Но прошли годы. Чуковский совершил естественный для его круга кульбит. Вернувшись в 43-м году из эвакуации, на даче, построенной в Переделкине для него, как и для многих других писателей, по указанию Сталина, он обнаружил неизвестно как оказавшиеся тут 60 экземпляров книги Сталина «Вопросы ленинизма». В усадьбе какое-то время стояла воинская часть, и старец полоумно решил, что эта книга «во время войны, кроме ружья и шинели выдавалась каждому солдату». И что же? «Я ночью засыпал этими бездарными книгами небольшой ров в лесочке и засыпал их глиной. Там они мирно гниют 24 года». То есть 24 года он об этом молчал. Думаю, что скрывал и от Марии Борисовны, родной жены, и его секретарь Бухштаб Б. Я. не знал это. А тогда же, 24 года тому назад, Корней Иванович написал разлюбезное письмо товарищу Сталину, где предлагал школьных озорников отправлять для перевоспитания в специальные военизированные колонии. Сталин не ответил знаменитому детскому писателю, выдающемуся гуманисту.
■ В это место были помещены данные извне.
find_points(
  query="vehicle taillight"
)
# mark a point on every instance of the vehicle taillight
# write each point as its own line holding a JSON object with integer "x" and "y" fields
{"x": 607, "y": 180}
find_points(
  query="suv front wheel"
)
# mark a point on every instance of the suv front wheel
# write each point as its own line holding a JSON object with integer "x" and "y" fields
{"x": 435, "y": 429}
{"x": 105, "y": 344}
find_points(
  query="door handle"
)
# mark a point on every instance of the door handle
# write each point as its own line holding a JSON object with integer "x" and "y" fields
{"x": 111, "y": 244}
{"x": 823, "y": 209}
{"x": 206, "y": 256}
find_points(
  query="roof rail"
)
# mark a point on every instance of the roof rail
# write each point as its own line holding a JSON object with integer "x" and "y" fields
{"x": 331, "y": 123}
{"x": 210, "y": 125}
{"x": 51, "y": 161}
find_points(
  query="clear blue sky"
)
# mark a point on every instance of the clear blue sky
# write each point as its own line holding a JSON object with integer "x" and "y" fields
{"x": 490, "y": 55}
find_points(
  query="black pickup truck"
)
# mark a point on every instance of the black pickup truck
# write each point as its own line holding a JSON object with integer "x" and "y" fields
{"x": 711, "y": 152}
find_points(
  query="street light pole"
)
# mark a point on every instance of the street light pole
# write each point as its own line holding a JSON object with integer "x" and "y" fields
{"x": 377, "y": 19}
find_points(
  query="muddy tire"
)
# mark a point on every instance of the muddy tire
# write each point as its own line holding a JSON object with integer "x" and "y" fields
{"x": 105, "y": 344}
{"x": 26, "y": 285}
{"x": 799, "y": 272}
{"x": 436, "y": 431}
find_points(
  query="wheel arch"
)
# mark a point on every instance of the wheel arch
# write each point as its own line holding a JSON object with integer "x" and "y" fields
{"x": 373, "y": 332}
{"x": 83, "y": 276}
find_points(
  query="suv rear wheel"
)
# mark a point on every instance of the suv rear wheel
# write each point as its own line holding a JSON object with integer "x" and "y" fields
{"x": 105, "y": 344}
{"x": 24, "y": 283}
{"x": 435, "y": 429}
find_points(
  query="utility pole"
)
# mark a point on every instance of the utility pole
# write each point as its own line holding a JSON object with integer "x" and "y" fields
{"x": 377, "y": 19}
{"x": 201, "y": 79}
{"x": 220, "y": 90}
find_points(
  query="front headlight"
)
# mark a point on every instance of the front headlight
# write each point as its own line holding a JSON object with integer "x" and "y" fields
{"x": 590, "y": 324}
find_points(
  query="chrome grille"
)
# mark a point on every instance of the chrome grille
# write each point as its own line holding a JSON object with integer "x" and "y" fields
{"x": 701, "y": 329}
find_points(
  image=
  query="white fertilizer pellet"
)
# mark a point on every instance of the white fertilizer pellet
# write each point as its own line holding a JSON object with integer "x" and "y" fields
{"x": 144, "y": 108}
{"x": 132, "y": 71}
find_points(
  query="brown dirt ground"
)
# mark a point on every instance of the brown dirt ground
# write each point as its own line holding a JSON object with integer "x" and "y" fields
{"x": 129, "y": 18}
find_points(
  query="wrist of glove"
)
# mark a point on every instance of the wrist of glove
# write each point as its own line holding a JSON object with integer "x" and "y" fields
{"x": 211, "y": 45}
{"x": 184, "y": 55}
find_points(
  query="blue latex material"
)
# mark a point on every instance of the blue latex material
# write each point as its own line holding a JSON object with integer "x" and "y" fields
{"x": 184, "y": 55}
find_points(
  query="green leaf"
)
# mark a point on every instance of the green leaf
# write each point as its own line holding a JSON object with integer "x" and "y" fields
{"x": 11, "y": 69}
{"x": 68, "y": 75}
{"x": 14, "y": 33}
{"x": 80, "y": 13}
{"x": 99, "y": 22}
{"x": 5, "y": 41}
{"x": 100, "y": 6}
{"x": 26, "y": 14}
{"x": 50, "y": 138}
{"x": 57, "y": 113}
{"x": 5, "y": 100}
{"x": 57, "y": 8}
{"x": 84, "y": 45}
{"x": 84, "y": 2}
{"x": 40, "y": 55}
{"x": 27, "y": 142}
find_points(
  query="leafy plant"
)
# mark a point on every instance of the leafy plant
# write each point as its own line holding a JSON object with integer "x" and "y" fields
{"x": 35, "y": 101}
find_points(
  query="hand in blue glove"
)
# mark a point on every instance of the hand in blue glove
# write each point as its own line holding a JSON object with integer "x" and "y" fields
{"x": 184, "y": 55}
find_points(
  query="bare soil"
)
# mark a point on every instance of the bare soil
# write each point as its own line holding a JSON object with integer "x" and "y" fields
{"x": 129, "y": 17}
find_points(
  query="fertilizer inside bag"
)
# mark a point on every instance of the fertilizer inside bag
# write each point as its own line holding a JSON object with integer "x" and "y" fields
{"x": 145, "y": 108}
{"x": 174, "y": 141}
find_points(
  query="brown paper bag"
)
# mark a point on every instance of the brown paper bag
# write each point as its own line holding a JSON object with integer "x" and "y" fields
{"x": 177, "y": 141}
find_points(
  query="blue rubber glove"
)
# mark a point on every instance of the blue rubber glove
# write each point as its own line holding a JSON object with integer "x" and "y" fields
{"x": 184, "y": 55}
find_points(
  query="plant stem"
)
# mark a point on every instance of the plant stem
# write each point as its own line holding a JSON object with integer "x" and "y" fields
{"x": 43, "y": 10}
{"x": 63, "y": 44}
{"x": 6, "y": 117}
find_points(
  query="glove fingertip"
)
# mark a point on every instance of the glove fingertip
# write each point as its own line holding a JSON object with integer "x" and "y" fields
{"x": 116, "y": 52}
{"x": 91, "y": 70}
А Пастернак? Он после XX съезда написал гневное стихотворение «Культ личности забрызган грязью…»
Прочитав в дневнике Чуковского о его тайной ночной антисталинской вылазке, я тоже собрал все его книги, что нашел, и при свете дня закопал на берегу Истры. Рядом уже готов котлован для сочинений Млечина.
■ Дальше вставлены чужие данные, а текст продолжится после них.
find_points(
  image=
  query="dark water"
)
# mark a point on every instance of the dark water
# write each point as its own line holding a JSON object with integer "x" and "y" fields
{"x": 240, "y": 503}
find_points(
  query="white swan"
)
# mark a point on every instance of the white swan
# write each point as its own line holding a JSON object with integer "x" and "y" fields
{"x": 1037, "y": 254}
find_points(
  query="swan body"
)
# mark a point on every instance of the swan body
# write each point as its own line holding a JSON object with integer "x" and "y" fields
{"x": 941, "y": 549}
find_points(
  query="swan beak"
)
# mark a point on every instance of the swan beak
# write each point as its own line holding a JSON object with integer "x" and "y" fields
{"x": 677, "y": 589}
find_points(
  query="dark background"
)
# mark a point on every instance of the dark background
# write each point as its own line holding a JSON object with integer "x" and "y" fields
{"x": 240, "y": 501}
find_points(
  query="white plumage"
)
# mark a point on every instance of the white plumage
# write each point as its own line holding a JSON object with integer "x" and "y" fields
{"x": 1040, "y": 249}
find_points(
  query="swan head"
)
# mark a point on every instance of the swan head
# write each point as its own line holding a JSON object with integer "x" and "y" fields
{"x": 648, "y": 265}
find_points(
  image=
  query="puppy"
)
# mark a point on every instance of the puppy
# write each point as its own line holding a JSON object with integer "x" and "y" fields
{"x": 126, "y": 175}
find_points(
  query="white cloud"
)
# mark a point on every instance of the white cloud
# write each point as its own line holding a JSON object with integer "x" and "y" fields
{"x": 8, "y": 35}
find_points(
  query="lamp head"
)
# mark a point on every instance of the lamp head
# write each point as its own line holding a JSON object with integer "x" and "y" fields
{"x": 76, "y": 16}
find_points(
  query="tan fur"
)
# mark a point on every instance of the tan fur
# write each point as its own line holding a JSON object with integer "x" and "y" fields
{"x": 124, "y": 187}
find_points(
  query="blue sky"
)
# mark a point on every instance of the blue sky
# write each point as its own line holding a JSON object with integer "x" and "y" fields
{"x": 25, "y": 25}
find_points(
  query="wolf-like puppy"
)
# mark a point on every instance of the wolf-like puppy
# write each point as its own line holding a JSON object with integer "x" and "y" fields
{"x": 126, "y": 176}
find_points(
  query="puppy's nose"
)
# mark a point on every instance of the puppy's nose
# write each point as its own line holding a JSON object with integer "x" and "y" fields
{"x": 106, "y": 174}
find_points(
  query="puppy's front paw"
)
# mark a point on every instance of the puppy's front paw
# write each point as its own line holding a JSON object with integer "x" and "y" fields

Продолжаю читать недавно вышедшую книгу Леонида Млечина «Сталин, его маршалы и генералы» (М., 2004). Читаю и плачу, читаю и слезы лью… Ну, как же ты, болезненный, дошел до жизни такой?.. Ведь мама долго работала в «Литературной газете», автор глубочайших исследований зарубежной литературы, ныне — доктор филологии, член Союза писателей; папа, вернее отчим, окончил элитный МГИМО, был главным редактором «Вечерней Москвы», «Недели», пятнадцать лет работал в той же «Литгазете» заместителем самого товарища Чаковского, члена ЦК, потом — заместителем главного редактора «Известий» и даже был помощником Первого секретаря МК КПСС; и оба они лет по 30–40 состояли в коммунистической партии… Какие высокие посты! Какие блестящие карьеры! Было сыночку у кого и ума и знаний набраться… Да и сам окончил лучший в стране Московский университет, был замом в «Новом времени», потом сидел в том же как бы наследственном кресле зама главного в «Известиях», издал около двух десятков бестселлеров криминальной тематики, из коих что-то к восторгу японского императора переведено на японский язык, стал членом какого-то Союза писателей да еще — редсовета газеты «Черная кошка»… И вот листаю последнюю книгу «Сталин и его маршалы» и не могу сдержаться, листаю и заливаюсь слезами…
В кратком предисловии автор пишет: «Эта книга о судьбе нашей армии. О военачальниках и полководцах». Сам в армии не служил, но писать и рассуждать о ней страшно любит, просто не может без этого. Как Радзинский, как Немцов, как Гавриил Попов…
Разумеется, мы в надежде, что все, относящееся к жизни армии, JI. Млечин изучил до тонкости. Что — все? Да именно все, начиная с воинских званий и знаков различия. Что ж, посмотрим?